Of course, he repeatedly rang my doorbell before I could get the gate closed and make it to my front door. On the way I quickly picked up Gus, my Maltipoo who has never met a stranger, and took him out with me to meet our guest. Then began one of the strangest encounters I have ever had. The boy was able to tell me he was five years old, but he would not tell me his name. He did not know his address, his phone number, or what his mother’s name was. He said he’d been walking a long ways, and indeed there was a lot of grass stuck to his bare feet. He had evidently been walking through dew-covered cut grass.

He picked some of my flowers and brought them to me. If you look at the photo published with today’s blog you will be able to see they were past their prime and needed picked.  He was dressed in Spider Man shorts and a Rocky Raccoon long sleeve t-shirt.  The only useful information I was able to get out of him was that he went to day care at the school across the street from my house.

I called 911, and the police finally came to help. The officer who showed up said his name was “Zach, ” and he did a very good job of talking to the child. However,  he was also unable to get any useful information out of the child. The child would point to the right and say his house was that way. Then he would point to the left and say his house was that way. He was adamant about wanting to go to the water park, that he was not running away, and would we please give him a ride to his house.
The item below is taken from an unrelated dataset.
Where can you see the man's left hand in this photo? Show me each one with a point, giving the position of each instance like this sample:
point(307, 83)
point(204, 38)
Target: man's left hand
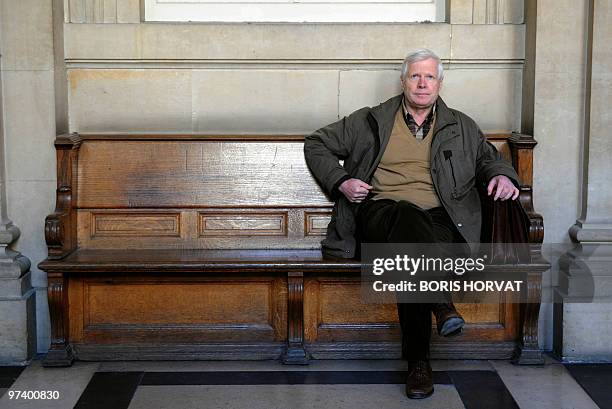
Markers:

After about 45 minutes the officer’s radio let us know a mother two to three streets over had called to report that when she woke up this morning her little boy was not there. That was enough for the officer to call for backup to accompany him as he drove the child to this woman’s address. I patted the boy on the back told him to have a good day, and thanked him for stopping and talking to me.
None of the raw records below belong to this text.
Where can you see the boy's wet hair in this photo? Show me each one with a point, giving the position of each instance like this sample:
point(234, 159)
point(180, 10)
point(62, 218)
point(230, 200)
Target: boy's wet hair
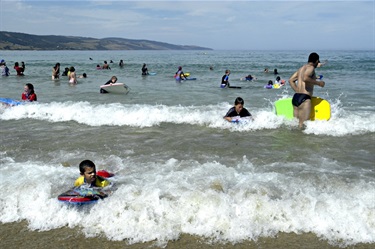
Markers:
point(86, 164)
point(313, 57)
point(239, 100)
I suppose the whole incident was a karma type “payback” for when I was about five years old and tried to run away from home. I was in the middle of the country, and a car drove by and stopped. An older man was driving the car, and he talked me into going back home and into getting in his car so he could give me a ride home. He actually took me home. He did not know me or my parents. He was kind. I was lucky. My encounter gave me a chance to “payback” the man’s kindness. This time I got to be kind and help a small child stay safe.
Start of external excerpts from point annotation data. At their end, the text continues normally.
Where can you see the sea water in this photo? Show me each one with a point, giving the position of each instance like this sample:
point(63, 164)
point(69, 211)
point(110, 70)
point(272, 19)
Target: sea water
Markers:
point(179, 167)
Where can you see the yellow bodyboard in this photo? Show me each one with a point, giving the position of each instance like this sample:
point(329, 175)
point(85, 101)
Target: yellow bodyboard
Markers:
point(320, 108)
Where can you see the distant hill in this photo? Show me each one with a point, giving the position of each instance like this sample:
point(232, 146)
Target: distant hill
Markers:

For some reason, I keep noticing little boys now. Yesterday, I gave away my king-sized bed—–and as my friends were loading it into the back of their pickup my two neighbor boys came over and asked me if I was moving. They couldn’t understand why I’d be giving a bed a way. These kids are my “buds”—-they stop by to visit whenever they see me out in my yard.

But then I noticed a little boy in church today. At my church it is our practice to anoint small children with oil during communion rather than serving them communion. Our priest got down at the little boy’s level and smiled and talked to him as she made the sign of the cross on his forehead with the anointing oil.  After she was finished,  the little boy  turned around and started walking back to his pew—–and started jumping for joy.

What’s the message in all this? I guess it is simply to be aware of what is going on around you and to do the next right thing—————–even if it is not what you’d planned on doing. I would like to have the innocent joy of the one young boy—–and the absolute trust of the boy who showed up at my backyard gate.  I feel like Wendy in Peter Pan, I’ve grown up.  However,  I can still  be happy; I can be “present” in the moment; and I can trust others although my trust is no longer so freely given. God bless and keep you.